White space and >>

Discussion in 'C++' started by Grumble, Nov 13, 2003.

  1. Grumble

    Grumble Guest

    Hello all,

    [ Disclaimer: I am a complete C++ newbie ]

    I want to read lines from a text file, where each line has the
    following syntax:

    token1:token2:token3

    There could be white space between tokens and ':'
    There could be white space before token1 or after token3.

    Because I will need to access every line several times, later in my
    program, I first store every line in a string vector:

    // Do you guys put the & near the type or near the parameter name?
    static void read_lines(vector<string> &v)
    {
    ifstream ifs(INFILE); // input file stream

    if (ifs == NULL)
    {
    cerr << "Unable to open input file " << INFILE << ".\n";
    exit(-1);
    }

    string line;

    while (getline(ifs, line))
    {
    // Ignore empty lines and comments.
    if (line.empty() || line[0]==HASH) continue;

    v.push_back(line);
    }
    }

    Does that part look OK?

    Later on, when I am dealing with a specific line, I create a
    stringstream object so I can use the >> operator.

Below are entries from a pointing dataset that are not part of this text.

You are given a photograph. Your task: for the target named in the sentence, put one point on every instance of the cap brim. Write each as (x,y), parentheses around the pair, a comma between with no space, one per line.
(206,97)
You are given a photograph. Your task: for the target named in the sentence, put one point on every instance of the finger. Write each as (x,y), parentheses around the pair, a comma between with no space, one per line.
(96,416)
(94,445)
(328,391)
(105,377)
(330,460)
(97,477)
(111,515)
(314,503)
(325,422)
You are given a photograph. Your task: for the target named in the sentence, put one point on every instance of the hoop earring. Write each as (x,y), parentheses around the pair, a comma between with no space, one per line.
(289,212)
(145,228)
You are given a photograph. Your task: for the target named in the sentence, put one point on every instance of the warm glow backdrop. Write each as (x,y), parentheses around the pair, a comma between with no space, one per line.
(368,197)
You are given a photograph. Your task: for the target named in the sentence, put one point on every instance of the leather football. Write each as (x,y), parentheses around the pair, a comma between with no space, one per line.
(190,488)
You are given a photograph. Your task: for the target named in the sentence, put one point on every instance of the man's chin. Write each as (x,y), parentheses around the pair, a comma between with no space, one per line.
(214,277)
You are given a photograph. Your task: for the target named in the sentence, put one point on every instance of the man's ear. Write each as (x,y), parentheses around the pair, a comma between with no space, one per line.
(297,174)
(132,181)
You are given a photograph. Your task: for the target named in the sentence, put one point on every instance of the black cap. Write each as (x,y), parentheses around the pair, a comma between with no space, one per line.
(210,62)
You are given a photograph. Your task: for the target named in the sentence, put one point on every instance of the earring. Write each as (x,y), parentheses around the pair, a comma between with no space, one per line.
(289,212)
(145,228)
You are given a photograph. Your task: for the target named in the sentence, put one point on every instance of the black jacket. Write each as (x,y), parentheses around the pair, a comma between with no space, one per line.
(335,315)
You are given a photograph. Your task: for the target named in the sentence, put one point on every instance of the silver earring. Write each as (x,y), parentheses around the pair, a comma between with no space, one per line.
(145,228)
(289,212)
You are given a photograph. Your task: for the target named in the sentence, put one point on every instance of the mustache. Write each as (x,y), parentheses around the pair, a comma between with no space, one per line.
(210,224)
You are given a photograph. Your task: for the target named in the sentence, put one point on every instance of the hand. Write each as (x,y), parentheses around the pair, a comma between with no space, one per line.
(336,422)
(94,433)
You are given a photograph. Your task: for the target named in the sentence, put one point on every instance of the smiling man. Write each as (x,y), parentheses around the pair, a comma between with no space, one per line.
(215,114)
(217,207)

    Ideally, I would simply write:

    {
    istringstream myss(mystring);
    string token1, token2, token3;

    myss >> token1;
    myss >> token2;
    myss >> token3;
    }

    But this doesn't work because ':' is not treated as white space. Is
    there a simple solution?

    Is my approach completely wrong?

    Nudge
    Grumble, Nov 13, 2003
    #1
    1. Advertising

  2. Grumble

    Grumble Guest

    Grumble wrote:
    > Hello all,
    >
    > [ Disclaimer: I am a complete C++ newbie ]
    >
    > I want to read lines from a text file, where each line has the following
    > syntax:
    >
    > token1:token2:token3
    >
    > There could be white space between tokens and ':'
    > There could be white space before token1 or after token3.

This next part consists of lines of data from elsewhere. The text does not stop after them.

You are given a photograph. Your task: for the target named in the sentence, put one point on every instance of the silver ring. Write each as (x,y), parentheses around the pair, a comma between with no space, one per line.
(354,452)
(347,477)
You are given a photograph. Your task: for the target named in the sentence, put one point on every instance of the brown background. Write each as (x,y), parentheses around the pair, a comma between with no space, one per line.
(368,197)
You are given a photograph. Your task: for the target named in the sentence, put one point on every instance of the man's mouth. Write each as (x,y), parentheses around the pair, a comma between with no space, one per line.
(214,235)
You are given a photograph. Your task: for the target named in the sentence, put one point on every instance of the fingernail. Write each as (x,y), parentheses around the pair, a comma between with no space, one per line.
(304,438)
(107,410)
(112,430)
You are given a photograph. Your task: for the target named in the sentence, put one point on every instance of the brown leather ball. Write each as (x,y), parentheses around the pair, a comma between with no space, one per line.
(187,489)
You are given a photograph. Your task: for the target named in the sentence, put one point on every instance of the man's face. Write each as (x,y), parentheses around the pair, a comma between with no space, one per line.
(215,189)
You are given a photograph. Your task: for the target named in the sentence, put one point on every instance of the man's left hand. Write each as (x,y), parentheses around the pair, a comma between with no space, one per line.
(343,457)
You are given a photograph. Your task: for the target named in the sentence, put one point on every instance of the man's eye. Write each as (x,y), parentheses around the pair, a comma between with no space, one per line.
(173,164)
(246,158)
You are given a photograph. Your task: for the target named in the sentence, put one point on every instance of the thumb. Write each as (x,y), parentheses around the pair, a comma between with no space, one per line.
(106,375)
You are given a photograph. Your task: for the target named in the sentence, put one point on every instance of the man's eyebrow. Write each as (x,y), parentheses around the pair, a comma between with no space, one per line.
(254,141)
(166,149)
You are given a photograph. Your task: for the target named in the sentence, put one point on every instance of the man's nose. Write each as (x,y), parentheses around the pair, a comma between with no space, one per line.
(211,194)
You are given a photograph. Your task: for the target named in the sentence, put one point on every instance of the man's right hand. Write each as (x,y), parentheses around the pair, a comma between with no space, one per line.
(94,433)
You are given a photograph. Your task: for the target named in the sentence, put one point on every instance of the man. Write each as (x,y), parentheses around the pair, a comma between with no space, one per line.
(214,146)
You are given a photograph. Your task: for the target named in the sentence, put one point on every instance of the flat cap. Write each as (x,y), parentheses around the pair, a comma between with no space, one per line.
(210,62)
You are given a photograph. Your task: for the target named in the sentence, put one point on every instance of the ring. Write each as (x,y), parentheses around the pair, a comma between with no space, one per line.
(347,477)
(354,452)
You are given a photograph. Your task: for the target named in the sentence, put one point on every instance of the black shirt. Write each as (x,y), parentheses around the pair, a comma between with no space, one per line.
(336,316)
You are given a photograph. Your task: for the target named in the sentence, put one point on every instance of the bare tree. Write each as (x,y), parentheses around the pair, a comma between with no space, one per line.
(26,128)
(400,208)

    I forgot to mention that it is valid for token1 to be empty, but it
    is not valid for token2 and token3 to be empty.

    I see a problem. Consider

    : t2 : t3

    myss >> token1;
    myss >> token2;
    myss >> token3;

    If the >> operator considers ':' to be white space, then I will end
    up with token1 = "t2" which is not what I want...

    On the other hand, consider

    t1:t2:t3

    If ':' is not treated as white space, or perhaps some kind of
    special delimiter, then I will end up with token1="t1:t2:t3" which
    is wrong too...

    Errr, how can I get the "ignore white space" behavior, along with
    the "split at the delimiter" behavior together?

    Nudge
    Grumble, Nov 13, 2003
    #2
    1. Advertising

  3. Grumble wrote:
    >
    > If ':' is not treated as white space, or perhaps some kind of
    > special delimiter, then I will end up with token1="t1:t2:t3" which
    > is wrong too...
    >
    > Errr, how can I get the "ignore white space" behavior, along with
    > the "split at the delimiter" behavior together?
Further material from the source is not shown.